What about Newswipe then? It's a brilliant show that deconstructs the way news are reported to us, and how the news are presented. I know man is cabable on shit things, and most of it is shown on television, but wouldn't you be happy in knowing that yes, there are people who are aware of this, and have their own show where they tell people just how shit things really are?

Red Pill Junkie said...

"I watched X when I was young and it didn't do me any harm."

I think people say that because they consider themselves to be pretty "normal". I mean, they claim to have watched a lot of violence on TV and they haven't gone on a shooting rampage themselves... yet ;)

On the other hand, I often fantasize with the idea that you could somehow access information of all the other 'yous' living in other parallel dimensions. How is the other you faring if he didn't spend so much time watching Top Cat & The Flintstones as a child? did he went to become president or a millionaire? a serial killer? a transvestite? It would be cool to find out.

Humphrey Erm said...

Indeed, that is something one hears alot, even from myself when discussing any entertainment value today. Thing is, alot of times it really doesn't have much to do from my experience. Granted, I didn't have a clone of myself, but I did have friends my own age, and around age of 7-10 there were alot of shows and movies out that I could and couldn't watch. What was very popular at the time was anime, and having lived in Chile, they didn't censor it, leaving all the violence in. Because of that, I never watched Dragon Ball or any other violent shows like that until a teenager I believe.
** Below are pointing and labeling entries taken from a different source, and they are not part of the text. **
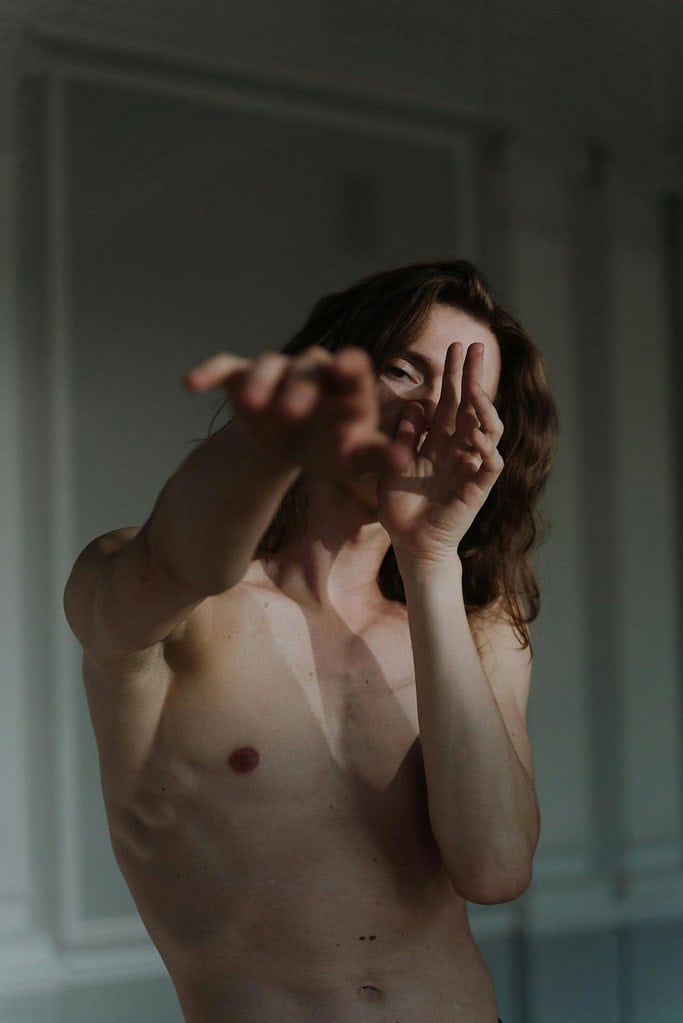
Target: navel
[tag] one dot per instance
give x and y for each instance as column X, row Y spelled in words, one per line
column 243, row 759
column 371, row 993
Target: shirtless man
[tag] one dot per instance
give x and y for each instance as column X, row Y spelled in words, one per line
column 305, row 781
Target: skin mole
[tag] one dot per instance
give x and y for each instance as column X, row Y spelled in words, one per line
column 243, row 759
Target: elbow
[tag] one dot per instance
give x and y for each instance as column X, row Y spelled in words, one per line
column 495, row 882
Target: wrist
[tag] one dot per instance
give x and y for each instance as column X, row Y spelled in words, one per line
column 423, row 567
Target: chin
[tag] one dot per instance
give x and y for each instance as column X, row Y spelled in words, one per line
column 365, row 491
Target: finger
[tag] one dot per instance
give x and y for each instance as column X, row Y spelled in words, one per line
column 410, row 428
column 306, row 381
column 449, row 400
column 379, row 455
column 492, row 460
column 257, row 389
column 471, row 374
column 212, row 371
column 486, row 412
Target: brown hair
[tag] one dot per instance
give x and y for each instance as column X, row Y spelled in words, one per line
column 385, row 312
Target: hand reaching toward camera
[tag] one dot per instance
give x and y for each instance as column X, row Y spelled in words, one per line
column 317, row 410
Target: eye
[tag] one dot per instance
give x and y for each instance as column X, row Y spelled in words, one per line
column 398, row 369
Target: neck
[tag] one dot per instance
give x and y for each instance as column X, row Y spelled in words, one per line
column 335, row 564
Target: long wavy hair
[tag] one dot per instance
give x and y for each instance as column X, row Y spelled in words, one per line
column 385, row 312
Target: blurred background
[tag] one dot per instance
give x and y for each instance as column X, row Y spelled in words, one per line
column 179, row 177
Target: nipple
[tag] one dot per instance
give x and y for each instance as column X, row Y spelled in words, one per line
column 371, row 993
column 243, row 759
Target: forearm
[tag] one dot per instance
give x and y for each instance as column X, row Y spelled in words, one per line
column 210, row 516
column 482, row 803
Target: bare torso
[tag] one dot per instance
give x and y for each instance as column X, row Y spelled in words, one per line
column 272, row 824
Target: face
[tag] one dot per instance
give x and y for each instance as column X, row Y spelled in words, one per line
column 416, row 372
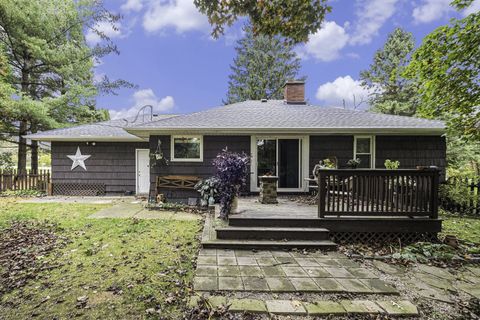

Power Rangers was another thing I wasn't allowed to watch.

Looking back, sure, I was pissed of for not being able to talk about these things with my friends who DID see them, but on the other hand I am not immune to the portrayal of violence, and for that I am grateful. Thing is though my friends have grown up to be seemingly just as sane as me, with no felonies or other misbehaviors (that I know of) so I'm not sure what factors are actually relevant.

Either way, I agree with you that kids do learn and emulate things they see on TV, to different degrees depending on their mind set and parents.

Red Pill Junkie said...

Thinking about this issue further, I have had to confront myself regarding what is suitable for a kid in the videogaming genre.

I'm a 36-year-old gamer, so obviously I don't restrict myself with the kind of games I buy and play. The trouble first arose with my first nephew. By the time he was 12 he wanted to play games like Gears of War; at first I hesitated but then I slowly acquiesced to his wishes —besides, I needed a gaming partner.

But then my other much younger nephew wanted the enjoy the same benefits; and when I strongly objected to this, his mother complained that I was giving the older nephew more privileges; and that the kid would get to play the games anyway.

That's one of the things I resent the most about our culture: the double standard between sex & violence in TV programming. It is quite OK for a young kid to watch all the violence in the world, but HEAVEN FORBIDS if he gets to watch a naked booby! Now THAT would scar him for life!! :-/

Bitter Animator said...

I have major issues with that same double standard, RPJ. It's utterly ridiculous. Though it does seem to be more relevant in the US than over this side of the Atlantic. We had a good laugh about the frenzy that followed Janet Jackson's boob incident, for example.